Example of a multiple-choice question with two correct answers:
Which of the following communication tools work asynchronously?
Email
Instant messaging
Face-to-face conversation
Phone call
Example of a single-choice question with only one correct answer:
Who developed the “Four-Ears Model”?
Friedemann Schulz von Thun
Niklas Luhmann
Vera F. Birkenbihl
Scale question
If you want to know your participants' personal assessment, the scale question is particularly well suited. You may know this method from psychological tests and surveys.
Example of a scale question:
How secure do you feel?
Very secure 1 2 3 4 5 Very insecure
New feature: embedding images in quiz questions, surveys, or exams
Recently, with blink.it you can also upload images into your quiz, survey, or exam! This allows you to make your interactive modules even more varied. The best way for me to show you this function is, right, in a picture:

With blink.it, you can put together interactive questions for a quiz, a survey, or an exam. With images, even more possibilities are now available to you.
Test your test! What question comes to mind spontaneously?
Now it's your turn! Think of a question on the spot that participants in your training or coaching should answer. Then decide which module best fits your question.
Do you have a question in mind? Then test your test now: Which quiz module is best suited for your question?
| There is at least one correct answer to my question. | There is no right or wrong answer to my question. |
I want to provide answer options. | Multiple-choice / single-choice question | Scale question |
I do not want to provide answer options. | Free-text question | Free-text question |
Conclusion
Interactive online support is effective when it not only asks for knowledge, but also triggers thought processes and makes learning progress visible.
Quizzes, surveys, and exams are not technical gimmicks, but strategic tools for sustainable learning. They promote independence, increase motivation, and help you as a trainer or coach to guide your participants' learning progress in a targeted way.

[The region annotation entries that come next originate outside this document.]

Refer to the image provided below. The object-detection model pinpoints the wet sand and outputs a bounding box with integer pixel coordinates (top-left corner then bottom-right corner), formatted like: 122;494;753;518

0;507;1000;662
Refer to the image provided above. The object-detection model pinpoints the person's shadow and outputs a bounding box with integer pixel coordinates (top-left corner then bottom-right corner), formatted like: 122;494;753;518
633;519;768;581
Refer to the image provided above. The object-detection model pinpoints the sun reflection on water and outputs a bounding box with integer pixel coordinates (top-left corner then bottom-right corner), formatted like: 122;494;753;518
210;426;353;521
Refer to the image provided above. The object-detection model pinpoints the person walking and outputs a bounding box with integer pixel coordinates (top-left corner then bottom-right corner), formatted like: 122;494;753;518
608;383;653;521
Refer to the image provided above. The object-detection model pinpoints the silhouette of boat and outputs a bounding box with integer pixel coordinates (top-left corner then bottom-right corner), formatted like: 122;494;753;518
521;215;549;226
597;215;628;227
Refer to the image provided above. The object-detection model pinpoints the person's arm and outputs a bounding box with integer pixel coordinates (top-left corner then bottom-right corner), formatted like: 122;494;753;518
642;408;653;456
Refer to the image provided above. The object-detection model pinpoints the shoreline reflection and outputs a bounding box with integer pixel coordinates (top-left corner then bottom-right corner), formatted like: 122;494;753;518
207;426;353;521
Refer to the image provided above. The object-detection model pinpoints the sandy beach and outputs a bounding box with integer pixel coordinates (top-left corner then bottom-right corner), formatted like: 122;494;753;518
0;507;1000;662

Anyone who truly takes online learning seriously uses interaction not as an extra option, but as a fixed part of the learning architecture. Because learning does not happen through consumption – but through active engagement.

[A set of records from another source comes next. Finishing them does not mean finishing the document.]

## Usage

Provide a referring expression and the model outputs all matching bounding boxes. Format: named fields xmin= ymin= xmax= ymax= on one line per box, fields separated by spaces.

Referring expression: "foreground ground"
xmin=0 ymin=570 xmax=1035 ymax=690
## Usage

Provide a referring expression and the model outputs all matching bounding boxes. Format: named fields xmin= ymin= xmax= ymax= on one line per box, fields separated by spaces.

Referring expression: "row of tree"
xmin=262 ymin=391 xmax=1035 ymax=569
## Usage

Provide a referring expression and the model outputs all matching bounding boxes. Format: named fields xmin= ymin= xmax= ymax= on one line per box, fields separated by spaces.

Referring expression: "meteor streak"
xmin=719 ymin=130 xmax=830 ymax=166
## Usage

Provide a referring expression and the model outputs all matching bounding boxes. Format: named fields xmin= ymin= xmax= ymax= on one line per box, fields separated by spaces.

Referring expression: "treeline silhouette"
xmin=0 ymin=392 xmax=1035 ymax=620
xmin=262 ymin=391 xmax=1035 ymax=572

If you design your courses so that participants have to reflect, decide, and apply things regularly, your online support will not only become more varied – it will also become measurably more effective.

Frequently asked questions and answers
When is a quiz suitable in online support?
A quiz is especially suitable during ongoing online support to review learning content in a playful way and actively recall knowledge. It helps participants assess their learning progress and shows trainers where there are still open questions or where content should be deepened.
What is the difference between a survey, quiz, and exam?
A survey collects personal assessments or expectations and has no right or wrong answers. A quiz is used for relaxed knowledge checks and motivating repetition. An exam is more strongly outcome-oriented and is especially suitable toward the end of a course when learning success is to be assessed.
Why do interactive elements make online learning more effective?
Interactive elements activate participants and prevent pure content consumption. Through questions, tasks, and self-checks, knowledge is actively recalled and processed. This strengthens memory and increases the chance that content will later be applied in everyday work.
Which question types are suitable for interactive online courses?
Free-text questions, multiple-choice questions, single-choice questions, and scale questions are suitable for interactive online courses. Free-text questions encourage individual reflection, choice questions are suitable for knowledge checks, and scale questions help make personal assessments visible.